Today’s BCI devices they work on the principle of data analysis, similar to the algorithm that predicts in the Amazon store which CD or book we would like to buy next. Computers that monitor the flow of electrical activity received through a brain implant or a removable electrode pad learn to recognize how the pattern of that activity changes when a person performs an intended limb movement. But even though microelectrodes can be attached to a single neuron, neuroscientists cannot decipher its activity as if it were a computer code.

They must use machine learning to recognize patterns in the electrical activity of neurons that correlate with behavioral responses. These types of BCIs work on the principle of correlation, which can be compared to pressing the clutch in a car based on audible engine noise. And just as race car drivers can shift gears with masterful precision, a correlational approach to connecting man and machine can be very effective. But it certainly doesn't work by "reading the contents of your mind".

BCI devices are not only fancy technology. The brain itself plays a huge role. Through a long process of trial and error, the brain is somehow rewarded by seeing the intended response, and over time it learns to generate an electrical signal that the computer recognizes.

All of this happens below the level of consciousness, and scientists don't quite understand how the brain achieves this.

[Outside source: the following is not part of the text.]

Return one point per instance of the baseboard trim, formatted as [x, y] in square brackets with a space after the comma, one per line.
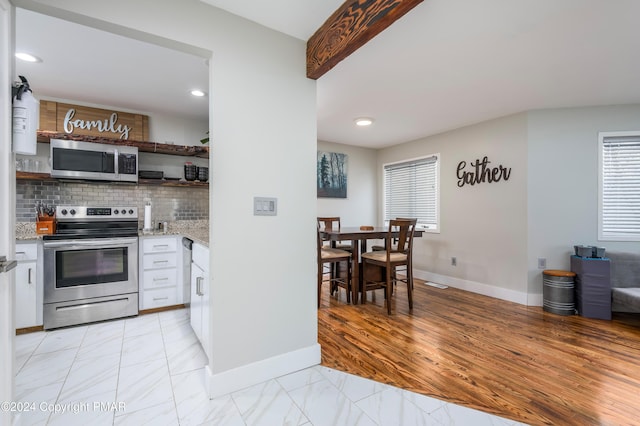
[480, 288]
[258, 372]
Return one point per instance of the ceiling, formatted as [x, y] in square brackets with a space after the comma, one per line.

This is a far cry from the sensational fears that accompany the mind control spectrum. However, imagine that we figured out how information is encoded in the firing patterns of neurons. Then suppose that we want to introduce an alien thought with a brain implant, as in the Black Mirror series. There are still many hurdles to overcome, and it is biology, not technology, that is the real bottleneck. Even if we simplify neural coding by assigning neurons an “on” or “off” state in a network of just 300 neurons, we still have 2300 possible states—more than all the atoms in the known universe. There are approximately 85 billion neurons in the human brain.

In short, to say that we are very far from “reading minds” is to put it very delicately. We are much closer to having "no idea" what is going on in the vast and incredibly complex brain.

So, since we have explained to ourselves that microchips, while associated with certain problems, have rather limited capabilities, and brain implants do not have a chance to read our minds, let's ask ourselves why a device that sends much more information does not cause such emotions. about our movements and daily behavior to Google, Apple, Facebook and many other companies and organizations less known than a humble RFID implant. We are talking about our favorite smartphone (4), which not only monitors, but also controls to a large extent. You don't need the demonic plan of Bill Gates or something under the skin to walk around with this "chip", always with us.